If you’re opting for a short-term asset finance contract, you’ll pay less interest overall, but your repayments over the term will be higher (compared to spreading the cost over a longer period).
Yes, new businesses and startups can still get finance to buy essential vehicles or equipment, if the asset(s) secure the loan (meaning unsecured finance may not be an option). Keep in mind that you’ll still need to provide sufficient financial documentation to prove you can service the loan.
Alternatively, you could consider a low doc business loan, which requires less documentation than a traditional business loan application. Although, you’ll likely pay a higher interest rate to offset the lender’s risk of financing a business with limited credit or trading history.
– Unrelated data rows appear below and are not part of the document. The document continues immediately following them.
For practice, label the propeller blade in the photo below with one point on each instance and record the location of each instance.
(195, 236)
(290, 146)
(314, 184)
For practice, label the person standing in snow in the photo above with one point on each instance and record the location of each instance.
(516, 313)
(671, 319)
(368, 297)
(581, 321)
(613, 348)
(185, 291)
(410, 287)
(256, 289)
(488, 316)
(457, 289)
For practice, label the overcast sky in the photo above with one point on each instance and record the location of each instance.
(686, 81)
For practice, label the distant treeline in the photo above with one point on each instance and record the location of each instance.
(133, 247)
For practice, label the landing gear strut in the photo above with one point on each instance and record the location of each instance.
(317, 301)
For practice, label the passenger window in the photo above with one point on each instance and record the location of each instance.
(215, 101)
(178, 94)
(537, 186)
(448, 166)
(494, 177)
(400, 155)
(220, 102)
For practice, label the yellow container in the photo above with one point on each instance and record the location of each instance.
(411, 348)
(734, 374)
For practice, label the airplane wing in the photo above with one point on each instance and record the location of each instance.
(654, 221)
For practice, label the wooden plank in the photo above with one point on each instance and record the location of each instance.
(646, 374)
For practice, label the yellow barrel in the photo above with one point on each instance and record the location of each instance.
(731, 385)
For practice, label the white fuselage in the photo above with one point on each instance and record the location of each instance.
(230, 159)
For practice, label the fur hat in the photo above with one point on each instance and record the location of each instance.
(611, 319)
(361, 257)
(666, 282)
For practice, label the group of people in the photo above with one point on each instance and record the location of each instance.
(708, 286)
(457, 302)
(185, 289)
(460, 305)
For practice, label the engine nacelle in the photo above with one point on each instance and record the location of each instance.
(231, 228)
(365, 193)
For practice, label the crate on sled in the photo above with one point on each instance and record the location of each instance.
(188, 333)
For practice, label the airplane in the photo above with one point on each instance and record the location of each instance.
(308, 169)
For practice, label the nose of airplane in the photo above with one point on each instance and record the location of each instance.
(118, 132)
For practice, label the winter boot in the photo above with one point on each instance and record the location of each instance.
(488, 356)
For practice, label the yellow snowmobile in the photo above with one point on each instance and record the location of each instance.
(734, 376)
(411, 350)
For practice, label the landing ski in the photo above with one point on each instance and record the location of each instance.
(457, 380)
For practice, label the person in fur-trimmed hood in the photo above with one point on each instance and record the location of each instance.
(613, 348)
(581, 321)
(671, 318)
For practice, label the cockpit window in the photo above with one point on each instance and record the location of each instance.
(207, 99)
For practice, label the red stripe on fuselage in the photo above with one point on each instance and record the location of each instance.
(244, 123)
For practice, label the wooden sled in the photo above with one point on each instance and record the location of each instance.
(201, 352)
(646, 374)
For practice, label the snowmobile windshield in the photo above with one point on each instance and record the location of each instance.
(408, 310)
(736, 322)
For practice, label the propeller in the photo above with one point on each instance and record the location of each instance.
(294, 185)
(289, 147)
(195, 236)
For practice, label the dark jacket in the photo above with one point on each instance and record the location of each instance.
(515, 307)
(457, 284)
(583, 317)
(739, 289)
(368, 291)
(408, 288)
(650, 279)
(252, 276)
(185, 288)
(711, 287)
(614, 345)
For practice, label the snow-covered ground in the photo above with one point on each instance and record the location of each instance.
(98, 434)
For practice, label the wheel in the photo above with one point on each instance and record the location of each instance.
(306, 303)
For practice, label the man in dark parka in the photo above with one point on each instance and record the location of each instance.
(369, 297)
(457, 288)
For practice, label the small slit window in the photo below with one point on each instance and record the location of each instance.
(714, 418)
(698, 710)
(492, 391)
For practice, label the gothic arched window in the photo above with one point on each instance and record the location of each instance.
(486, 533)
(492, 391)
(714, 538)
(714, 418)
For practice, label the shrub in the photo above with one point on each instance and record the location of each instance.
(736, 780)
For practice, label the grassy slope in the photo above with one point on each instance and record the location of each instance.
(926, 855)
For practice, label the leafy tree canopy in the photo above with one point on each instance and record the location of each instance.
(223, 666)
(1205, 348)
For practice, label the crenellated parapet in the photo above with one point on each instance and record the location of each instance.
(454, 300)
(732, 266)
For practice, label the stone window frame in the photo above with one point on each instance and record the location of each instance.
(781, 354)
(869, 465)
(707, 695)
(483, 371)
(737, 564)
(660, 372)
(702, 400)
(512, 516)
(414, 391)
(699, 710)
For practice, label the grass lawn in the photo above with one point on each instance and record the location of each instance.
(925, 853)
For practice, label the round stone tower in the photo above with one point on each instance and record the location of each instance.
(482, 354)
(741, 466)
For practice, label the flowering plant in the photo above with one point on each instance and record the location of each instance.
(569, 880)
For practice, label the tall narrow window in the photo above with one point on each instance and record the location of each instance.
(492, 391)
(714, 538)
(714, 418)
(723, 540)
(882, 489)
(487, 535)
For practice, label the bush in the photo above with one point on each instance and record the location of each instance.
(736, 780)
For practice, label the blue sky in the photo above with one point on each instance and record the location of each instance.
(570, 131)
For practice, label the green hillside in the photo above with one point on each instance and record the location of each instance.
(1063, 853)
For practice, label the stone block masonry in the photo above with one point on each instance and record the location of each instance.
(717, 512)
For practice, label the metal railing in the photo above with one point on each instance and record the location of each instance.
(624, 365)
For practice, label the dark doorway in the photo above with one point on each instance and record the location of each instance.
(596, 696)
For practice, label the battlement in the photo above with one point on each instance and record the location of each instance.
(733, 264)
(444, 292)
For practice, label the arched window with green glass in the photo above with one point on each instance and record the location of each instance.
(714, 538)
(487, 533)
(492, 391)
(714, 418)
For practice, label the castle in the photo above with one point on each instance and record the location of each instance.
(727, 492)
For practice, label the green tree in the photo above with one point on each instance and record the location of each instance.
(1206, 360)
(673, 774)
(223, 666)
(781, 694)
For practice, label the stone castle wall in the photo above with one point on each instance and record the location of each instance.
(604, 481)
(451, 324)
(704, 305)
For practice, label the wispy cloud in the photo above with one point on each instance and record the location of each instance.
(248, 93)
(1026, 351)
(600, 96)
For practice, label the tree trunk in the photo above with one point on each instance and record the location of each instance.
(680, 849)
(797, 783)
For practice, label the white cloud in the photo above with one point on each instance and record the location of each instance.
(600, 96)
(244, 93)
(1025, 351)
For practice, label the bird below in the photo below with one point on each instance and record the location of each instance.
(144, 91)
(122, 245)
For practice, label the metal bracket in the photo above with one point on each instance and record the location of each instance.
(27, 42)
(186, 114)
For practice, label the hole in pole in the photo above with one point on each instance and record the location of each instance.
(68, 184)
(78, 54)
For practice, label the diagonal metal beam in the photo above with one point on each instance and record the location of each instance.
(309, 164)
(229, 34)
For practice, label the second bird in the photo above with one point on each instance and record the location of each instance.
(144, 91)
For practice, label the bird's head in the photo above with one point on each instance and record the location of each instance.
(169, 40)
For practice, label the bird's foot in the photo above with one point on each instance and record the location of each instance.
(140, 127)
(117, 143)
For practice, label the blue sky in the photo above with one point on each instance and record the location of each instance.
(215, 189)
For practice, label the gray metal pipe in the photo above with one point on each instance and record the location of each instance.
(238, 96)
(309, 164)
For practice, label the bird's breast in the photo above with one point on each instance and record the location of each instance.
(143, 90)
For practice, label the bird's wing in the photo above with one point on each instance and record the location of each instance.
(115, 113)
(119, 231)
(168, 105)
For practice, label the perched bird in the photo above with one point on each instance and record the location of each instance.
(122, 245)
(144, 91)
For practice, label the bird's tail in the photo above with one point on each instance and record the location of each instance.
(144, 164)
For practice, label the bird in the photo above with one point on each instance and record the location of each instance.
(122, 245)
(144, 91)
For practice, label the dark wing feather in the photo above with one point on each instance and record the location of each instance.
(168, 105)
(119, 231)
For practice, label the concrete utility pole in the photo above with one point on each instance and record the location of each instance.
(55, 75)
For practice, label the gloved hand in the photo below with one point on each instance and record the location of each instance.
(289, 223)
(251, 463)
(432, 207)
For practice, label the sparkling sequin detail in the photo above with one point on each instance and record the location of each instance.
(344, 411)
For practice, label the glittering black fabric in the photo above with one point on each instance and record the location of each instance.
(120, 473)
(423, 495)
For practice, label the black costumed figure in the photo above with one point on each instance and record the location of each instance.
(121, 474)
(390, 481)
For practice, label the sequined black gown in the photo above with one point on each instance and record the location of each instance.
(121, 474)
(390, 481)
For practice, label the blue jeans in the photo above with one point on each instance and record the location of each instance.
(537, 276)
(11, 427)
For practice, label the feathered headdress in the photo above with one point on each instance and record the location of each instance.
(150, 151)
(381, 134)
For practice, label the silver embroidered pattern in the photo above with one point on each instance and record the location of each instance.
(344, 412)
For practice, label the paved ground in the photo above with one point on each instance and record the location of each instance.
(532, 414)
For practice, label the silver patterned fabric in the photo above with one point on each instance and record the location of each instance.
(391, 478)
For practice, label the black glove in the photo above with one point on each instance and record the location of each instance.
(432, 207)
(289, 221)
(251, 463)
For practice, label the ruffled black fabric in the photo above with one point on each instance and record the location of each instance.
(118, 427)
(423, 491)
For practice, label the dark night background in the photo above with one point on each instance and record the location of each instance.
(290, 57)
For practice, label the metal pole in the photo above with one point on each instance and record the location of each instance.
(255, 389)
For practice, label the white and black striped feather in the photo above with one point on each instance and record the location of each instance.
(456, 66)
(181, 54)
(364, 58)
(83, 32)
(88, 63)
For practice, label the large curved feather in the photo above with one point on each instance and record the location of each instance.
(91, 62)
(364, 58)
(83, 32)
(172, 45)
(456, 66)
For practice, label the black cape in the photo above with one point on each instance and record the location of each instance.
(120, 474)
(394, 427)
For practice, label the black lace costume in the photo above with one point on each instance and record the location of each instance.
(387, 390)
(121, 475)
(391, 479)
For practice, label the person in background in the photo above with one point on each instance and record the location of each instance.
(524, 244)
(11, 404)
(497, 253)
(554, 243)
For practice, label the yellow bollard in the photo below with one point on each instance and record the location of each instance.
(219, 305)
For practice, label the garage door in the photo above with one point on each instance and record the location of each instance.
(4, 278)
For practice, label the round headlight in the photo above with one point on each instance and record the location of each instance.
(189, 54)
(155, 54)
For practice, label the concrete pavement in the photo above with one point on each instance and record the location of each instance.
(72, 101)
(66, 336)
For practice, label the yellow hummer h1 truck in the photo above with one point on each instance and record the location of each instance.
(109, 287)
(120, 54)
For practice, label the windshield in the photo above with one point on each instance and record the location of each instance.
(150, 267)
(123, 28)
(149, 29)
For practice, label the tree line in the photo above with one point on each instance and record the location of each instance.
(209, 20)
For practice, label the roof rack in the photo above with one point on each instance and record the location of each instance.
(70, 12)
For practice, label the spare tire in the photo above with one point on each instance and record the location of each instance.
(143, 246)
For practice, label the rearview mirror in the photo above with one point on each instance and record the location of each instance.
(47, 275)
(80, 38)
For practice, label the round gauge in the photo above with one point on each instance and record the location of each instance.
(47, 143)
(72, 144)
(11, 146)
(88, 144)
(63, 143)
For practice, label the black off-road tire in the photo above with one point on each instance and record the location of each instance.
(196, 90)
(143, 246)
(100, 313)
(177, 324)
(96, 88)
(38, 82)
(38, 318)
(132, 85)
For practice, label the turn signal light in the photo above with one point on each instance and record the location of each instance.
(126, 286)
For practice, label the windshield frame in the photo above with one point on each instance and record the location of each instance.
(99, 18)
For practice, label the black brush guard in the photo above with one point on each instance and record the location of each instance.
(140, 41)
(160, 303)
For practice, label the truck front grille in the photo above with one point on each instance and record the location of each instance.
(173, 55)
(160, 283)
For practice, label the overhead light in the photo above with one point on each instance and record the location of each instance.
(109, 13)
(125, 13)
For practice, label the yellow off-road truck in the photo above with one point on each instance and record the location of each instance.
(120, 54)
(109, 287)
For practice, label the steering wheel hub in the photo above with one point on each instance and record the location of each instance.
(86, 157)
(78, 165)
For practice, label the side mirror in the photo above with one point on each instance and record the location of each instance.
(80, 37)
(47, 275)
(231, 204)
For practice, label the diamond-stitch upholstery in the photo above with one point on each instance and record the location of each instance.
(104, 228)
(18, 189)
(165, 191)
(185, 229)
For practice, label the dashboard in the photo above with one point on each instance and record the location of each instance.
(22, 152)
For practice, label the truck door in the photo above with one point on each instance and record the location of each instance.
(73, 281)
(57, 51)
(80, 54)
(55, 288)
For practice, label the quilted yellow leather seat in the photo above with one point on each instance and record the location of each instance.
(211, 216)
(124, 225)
Startups with significant assets or new business owners who own a home (i.e. asset-backed borrowers) generally qualify for asset finance.
Yes, with secured asset finance, the lender can repossess the asset if you cannot make the repayments during the finance or lease term (subject to the terms of the loan agreement).
With unsecured finance, the lender cannot reclaim the asset. As a result, interest rates on unsecured finance are usually higher.
Yes, you can generally repay an asset loan (i.e. chattel mortgage) early through extra payments or a refinance, although early payout fees may apply.
Terminating a finance lease agreement before the term ends is typically more difficult. It may result in significant additional costs, including an ‘early payment loss’ fee payable to the lender, according to ANZ.
It’s best to get an estimate of exit costs or early payout fees before you pay out your loan early or cancel your finance lease.
Yes, you can still qualify for asset finance if you have impaired credit, although you’ll generally pay a higher interest rate to offset the lender’s risk. When assessing your asset finance application, lenders typically look at your business revenue and serviceability, not just your credit rating.
Generally it's easier to be approved for finance if the loan is secured by an asset (e.g. a bad credit truck loan) as this reduces risk for the lender. Alternatively, you could apply for a bad credit business loan via a specialist lender.
Generally, asset finance is not suitable for covering ongoing operating expenses (e.g. to buy stock or pay staff wages), as it is intended as a long-term form of borrowing.
For ongoing short-term finance, businesses can consider a business line of credit, a business overdraft or a short-term business loan. For businesses with outstanding invoices, invoice finance is another option.